Every non-obvious claim should include file citations from the slice output. Prefer compact pseudocode, tables, and inventories over generic architecture prose.

## References

- `references/prompt-templates.md` - Stage 2 extraction and Stage 3 synthesis prompts.
- `references/launcher-public-api-examples.md` - public `/runs/parallel` API pattern for 4-way browser-backed provider digest runs.
- `scripts/stage-slices.py` - deterministic repo slicing.
- `scripts/validate-slices.py` - slice size validation.
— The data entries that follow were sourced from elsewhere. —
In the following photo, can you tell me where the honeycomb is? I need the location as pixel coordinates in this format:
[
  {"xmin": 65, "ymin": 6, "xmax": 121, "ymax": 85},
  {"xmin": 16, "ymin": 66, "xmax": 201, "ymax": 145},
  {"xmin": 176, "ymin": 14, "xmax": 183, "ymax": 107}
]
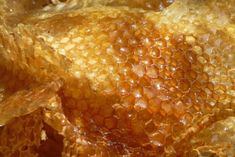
[{"xmin": 0, "ymin": 0, "xmax": 235, "ymax": 157}]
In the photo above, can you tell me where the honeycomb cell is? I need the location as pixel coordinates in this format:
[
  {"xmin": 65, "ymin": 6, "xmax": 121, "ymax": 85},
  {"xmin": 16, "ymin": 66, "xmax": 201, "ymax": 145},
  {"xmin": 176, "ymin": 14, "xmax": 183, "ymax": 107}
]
[{"xmin": 0, "ymin": 0, "xmax": 235, "ymax": 156}]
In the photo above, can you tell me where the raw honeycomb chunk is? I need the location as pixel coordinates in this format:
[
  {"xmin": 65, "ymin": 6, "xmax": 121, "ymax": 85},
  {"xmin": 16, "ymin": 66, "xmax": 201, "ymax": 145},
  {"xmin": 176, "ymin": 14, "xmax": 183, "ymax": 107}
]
[{"xmin": 0, "ymin": 0, "xmax": 235, "ymax": 157}]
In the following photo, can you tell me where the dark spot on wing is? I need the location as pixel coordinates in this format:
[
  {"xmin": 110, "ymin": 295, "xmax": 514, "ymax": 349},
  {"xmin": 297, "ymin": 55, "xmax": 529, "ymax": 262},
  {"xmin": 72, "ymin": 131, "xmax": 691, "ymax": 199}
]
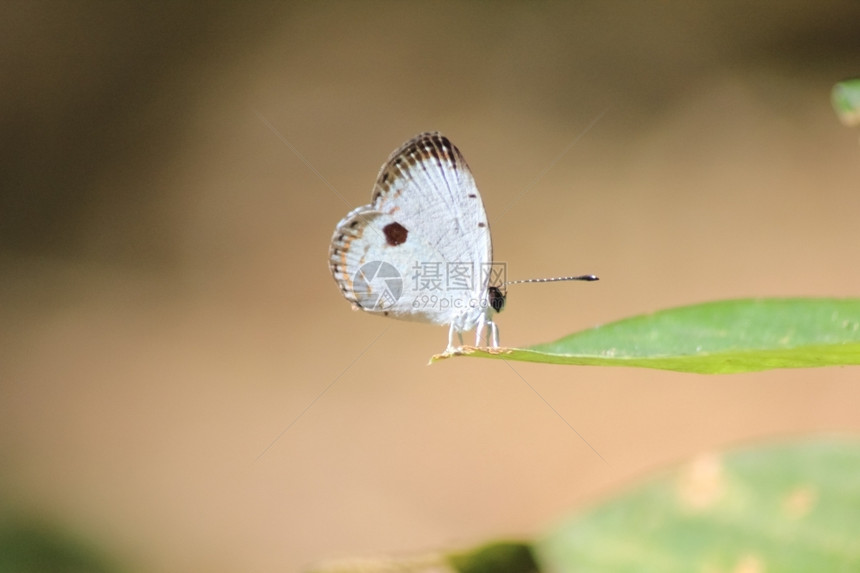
[
  {"xmin": 382, "ymin": 223, "xmax": 409, "ymax": 247},
  {"xmin": 488, "ymin": 287, "xmax": 505, "ymax": 312}
]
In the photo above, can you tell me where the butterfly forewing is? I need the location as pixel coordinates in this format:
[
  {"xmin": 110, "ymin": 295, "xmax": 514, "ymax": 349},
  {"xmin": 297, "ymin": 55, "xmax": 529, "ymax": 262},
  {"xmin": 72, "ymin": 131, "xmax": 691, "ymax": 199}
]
[{"xmin": 330, "ymin": 133, "xmax": 492, "ymax": 328}]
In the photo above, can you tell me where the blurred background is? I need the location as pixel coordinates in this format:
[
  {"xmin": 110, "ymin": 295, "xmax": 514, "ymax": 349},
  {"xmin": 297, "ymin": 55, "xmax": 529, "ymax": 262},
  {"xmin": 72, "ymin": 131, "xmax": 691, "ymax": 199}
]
[{"xmin": 0, "ymin": 0, "xmax": 860, "ymax": 573}]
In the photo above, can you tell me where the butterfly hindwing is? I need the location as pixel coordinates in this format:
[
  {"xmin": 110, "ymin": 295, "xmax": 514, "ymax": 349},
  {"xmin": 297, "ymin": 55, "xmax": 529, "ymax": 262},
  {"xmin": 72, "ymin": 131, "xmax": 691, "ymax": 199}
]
[{"xmin": 330, "ymin": 133, "xmax": 492, "ymax": 331}]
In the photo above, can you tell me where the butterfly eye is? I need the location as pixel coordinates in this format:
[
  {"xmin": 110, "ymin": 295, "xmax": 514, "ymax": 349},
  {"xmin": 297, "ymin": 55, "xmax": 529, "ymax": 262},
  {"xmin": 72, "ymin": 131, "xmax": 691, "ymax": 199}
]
[{"xmin": 488, "ymin": 287, "xmax": 505, "ymax": 312}]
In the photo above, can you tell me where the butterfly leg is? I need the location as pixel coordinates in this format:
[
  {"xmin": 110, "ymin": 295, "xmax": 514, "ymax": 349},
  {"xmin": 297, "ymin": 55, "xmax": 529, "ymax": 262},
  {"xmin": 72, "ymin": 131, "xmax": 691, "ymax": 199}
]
[
  {"xmin": 445, "ymin": 323, "xmax": 463, "ymax": 353},
  {"xmin": 487, "ymin": 320, "xmax": 499, "ymax": 348},
  {"xmin": 475, "ymin": 317, "xmax": 492, "ymax": 347}
]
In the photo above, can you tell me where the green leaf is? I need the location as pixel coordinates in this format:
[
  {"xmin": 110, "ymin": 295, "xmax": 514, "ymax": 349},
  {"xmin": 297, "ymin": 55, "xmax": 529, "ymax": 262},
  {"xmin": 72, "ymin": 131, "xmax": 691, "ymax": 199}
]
[
  {"xmin": 831, "ymin": 78, "xmax": 860, "ymax": 125},
  {"xmin": 432, "ymin": 298, "xmax": 860, "ymax": 374},
  {"xmin": 533, "ymin": 439, "xmax": 860, "ymax": 573}
]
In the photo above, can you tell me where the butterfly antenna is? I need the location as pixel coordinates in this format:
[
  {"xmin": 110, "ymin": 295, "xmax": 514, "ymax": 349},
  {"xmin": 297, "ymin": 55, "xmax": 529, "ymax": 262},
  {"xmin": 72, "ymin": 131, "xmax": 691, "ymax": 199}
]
[{"xmin": 505, "ymin": 275, "xmax": 600, "ymax": 286}]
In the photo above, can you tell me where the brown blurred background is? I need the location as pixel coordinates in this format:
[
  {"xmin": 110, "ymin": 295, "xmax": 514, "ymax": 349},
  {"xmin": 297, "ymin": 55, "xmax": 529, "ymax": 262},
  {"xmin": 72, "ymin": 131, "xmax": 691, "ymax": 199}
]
[{"xmin": 0, "ymin": 0, "xmax": 860, "ymax": 572}]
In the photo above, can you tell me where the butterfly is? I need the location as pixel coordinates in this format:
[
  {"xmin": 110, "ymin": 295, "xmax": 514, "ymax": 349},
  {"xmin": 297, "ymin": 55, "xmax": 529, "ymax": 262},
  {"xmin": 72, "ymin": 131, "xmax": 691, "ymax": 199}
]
[{"xmin": 329, "ymin": 132, "xmax": 597, "ymax": 352}]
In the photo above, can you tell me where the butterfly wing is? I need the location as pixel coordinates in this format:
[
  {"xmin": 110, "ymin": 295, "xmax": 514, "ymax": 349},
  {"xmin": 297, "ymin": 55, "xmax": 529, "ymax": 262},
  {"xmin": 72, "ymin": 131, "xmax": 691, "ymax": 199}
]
[{"xmin": 329, "ymin": 133, "xmax": 492, "ymax": 330}]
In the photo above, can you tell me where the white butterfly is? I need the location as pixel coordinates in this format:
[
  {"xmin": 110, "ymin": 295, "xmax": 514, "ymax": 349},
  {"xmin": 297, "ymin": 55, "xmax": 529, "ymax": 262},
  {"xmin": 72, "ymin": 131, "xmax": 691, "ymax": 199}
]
[{"xmin": 329, "ymin": 133, "xmax": 597, "ymax": 352}]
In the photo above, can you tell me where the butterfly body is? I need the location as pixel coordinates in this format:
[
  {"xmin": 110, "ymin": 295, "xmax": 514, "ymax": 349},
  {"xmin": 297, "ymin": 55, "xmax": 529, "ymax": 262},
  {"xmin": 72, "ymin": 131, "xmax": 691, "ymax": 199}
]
[{"xmin": 329, "ymin": 133, "xmax": 500, "ymax": 350}]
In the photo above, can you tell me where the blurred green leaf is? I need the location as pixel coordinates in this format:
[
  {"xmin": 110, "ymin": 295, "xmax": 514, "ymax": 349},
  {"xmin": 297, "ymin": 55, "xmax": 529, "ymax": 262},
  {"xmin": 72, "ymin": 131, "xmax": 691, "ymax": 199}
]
[
  {"xmin": 831, "ymin": 78, "xmax": 860, "ymax": 125},
  {"xmin": 533, "ymin": 439, "xmax": 860, "ymax": 573},
  {"xmin": 0, "ymin": 513, "xmax": 119, "ymax": 573},
  {"xmin": 433, "ymin": 298, "xmax": 860, "ymax": 374}
]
- `scripts/run-stage2.py` - launcher orchestrator for per-slice extraction.
- `scripts/run-stage3-api.py` - resumable public API final-doc synthesis.
- `scripts/run-slice.sh` - lower-level hardened launcher runner.
- `scripts/merge-sections.py` - deterministic ordered merge.
- `scripts/build-notebooklm-bundles.py` - plain text/markdown bundle exporter for NotebookLM A/B tests.
- `scripts/build-notebooklm-eval-harness.py` - NotebookLM grading harness generator.
- `scripts/enumerate-entry-points.sh` - route/handler/CLI/job enumeration support.